The film leans into Rapp’s singular cool-girl charisma, but in doing so, it sacrifices the very callous quality that made Regina George such an appealing character in the first place. While Rachel McAdams’ Regina was “shiny, fake and hard,” as Damian and Janis describe her, Rapp’s is transparently cruel and one-dimensional.
While Rapp’s vocal prowess is certainly one of the film’s highlights, the low lighting, foreboding framing and moody mise en scène contribute to a bone-chilling version of Regina that feels more “Heathers” than “Mean Girls” or “Legally Blonde.” The problem here is that Rapp’s portrayal of Regina shatters the allure of the Queen Bee: her ability to inspire both fear and admiration from her peers.
It doesn’t help that Rapp is dressed in cheap and garish costumes, which swing from dark leather sets to gaudy sheer tops that look like they were snagged off the sale section of SHEIN.
While Rapp receives some nice fodder from her plastic peers, Paramount’s mission to sell Reneé Rapp by pushing her front and center leaves an unsatiated desire for more character development from Bebe Wood’s Gretchen, who soars in a mellow rendition of “What’s Wrong With Me?” but never progresses beyond surface-level insecurity and subservience.
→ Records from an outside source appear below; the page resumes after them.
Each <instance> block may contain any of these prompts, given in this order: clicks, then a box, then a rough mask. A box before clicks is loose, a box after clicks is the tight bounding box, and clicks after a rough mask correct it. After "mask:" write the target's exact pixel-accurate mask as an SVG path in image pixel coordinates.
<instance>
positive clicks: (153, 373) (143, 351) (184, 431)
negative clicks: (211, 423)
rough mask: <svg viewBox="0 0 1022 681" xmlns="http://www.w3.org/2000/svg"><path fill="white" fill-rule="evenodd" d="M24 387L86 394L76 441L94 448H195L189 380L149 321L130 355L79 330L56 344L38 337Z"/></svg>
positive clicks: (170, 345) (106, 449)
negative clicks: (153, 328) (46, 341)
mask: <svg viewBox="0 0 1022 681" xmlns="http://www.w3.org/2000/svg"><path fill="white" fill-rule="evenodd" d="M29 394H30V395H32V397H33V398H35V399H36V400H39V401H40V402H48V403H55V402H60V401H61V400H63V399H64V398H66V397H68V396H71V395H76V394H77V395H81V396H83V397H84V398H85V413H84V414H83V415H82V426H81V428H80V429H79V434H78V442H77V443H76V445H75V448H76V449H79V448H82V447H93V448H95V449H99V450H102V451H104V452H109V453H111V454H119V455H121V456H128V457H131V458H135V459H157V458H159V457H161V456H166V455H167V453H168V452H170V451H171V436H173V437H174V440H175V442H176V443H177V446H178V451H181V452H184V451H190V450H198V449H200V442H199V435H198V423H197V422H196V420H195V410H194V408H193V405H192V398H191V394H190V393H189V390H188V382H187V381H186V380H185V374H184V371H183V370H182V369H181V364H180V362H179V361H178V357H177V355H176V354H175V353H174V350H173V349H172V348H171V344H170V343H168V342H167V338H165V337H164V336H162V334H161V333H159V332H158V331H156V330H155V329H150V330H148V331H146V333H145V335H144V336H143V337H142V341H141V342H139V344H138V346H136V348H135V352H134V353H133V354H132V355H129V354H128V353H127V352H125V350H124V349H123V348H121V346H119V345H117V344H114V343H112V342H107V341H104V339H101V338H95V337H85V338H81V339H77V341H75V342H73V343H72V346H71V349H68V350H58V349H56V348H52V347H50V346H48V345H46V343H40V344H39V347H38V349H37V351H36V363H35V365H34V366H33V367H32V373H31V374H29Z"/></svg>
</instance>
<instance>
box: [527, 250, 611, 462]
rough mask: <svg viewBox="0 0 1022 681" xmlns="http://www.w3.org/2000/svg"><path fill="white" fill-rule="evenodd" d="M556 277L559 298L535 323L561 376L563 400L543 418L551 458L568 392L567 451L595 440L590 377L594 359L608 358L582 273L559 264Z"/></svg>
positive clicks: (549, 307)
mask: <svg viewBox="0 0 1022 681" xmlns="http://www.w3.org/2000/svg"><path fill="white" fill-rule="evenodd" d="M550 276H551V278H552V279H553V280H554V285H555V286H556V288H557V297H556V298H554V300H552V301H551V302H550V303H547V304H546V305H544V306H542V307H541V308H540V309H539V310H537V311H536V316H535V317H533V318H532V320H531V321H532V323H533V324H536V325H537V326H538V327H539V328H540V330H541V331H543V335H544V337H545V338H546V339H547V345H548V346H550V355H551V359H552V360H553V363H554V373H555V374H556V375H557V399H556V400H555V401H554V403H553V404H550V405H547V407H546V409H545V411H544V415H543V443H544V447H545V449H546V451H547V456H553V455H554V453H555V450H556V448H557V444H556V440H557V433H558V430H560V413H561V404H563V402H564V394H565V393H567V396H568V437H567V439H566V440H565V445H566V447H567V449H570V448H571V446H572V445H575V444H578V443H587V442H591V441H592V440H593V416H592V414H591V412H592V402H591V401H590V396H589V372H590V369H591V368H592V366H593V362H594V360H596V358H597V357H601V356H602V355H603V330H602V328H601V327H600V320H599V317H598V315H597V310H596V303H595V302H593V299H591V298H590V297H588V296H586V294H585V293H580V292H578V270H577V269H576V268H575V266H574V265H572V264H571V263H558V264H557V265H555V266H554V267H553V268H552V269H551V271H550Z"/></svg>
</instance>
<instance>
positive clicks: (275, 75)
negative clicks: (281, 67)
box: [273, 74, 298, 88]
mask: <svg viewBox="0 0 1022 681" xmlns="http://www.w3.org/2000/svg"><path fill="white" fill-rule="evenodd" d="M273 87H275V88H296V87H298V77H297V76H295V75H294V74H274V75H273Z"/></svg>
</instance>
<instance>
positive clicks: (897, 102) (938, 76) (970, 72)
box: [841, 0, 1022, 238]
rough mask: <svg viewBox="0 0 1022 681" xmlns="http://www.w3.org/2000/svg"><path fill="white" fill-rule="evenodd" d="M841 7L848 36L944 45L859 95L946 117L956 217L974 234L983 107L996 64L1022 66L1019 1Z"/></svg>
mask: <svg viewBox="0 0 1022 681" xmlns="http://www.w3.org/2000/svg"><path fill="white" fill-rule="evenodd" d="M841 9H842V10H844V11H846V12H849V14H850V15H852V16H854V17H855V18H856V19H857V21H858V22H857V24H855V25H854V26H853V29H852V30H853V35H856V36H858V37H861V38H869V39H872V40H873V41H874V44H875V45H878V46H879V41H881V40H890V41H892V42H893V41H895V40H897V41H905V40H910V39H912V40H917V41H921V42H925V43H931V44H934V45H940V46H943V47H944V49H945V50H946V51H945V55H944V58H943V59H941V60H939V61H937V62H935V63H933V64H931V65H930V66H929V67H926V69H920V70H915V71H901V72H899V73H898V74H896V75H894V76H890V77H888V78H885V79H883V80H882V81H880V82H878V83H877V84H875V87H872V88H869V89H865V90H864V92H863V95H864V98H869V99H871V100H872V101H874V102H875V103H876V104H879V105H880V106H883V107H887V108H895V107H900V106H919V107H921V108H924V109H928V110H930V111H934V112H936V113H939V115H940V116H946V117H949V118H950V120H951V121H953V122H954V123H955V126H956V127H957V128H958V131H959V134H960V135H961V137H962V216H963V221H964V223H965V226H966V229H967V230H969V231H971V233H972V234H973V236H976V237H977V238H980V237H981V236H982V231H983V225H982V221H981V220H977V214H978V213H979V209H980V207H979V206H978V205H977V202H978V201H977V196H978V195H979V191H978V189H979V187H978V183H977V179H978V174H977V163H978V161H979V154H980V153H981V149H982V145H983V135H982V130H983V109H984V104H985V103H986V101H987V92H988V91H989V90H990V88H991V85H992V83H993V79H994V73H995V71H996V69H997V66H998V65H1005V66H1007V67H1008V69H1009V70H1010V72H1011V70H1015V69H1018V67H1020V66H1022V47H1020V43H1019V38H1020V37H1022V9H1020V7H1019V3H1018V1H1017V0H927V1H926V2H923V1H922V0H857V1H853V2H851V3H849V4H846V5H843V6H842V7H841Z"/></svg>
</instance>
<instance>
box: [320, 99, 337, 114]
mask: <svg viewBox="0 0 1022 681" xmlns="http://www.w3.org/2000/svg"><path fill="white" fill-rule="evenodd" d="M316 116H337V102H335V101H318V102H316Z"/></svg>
Avantika, fortunately, embodies the airhead demeanor of Karen, confidently swerving through a performance of “Sexy” that doesn’t stray too far from the original song.
The film also misses an opportunity to bring a fresh take to a now-classic coming-of-age story. (The new adaptation promised, at the expense of insulted millennials, to be “not your mother’s ‘Mean Girls’”). TikTok montages are forced into musical numbers, but the film has nothing new to say on how social media has played into the high school social dynamics at the story’s core.
Unlike the hit 2023 film “Barbie,” which managed to take a classic but problematic piece of intellectual property and tell a heartwarming and self-aware story, the new “Mean Girls” garbles its original message amidst all the bells and whistles.
Contrary to Cady’s iconic mathematical conclusion that “the limit does not exist,” the new film suggests that, when it comes to adaptations of strong original material, the limit might be two.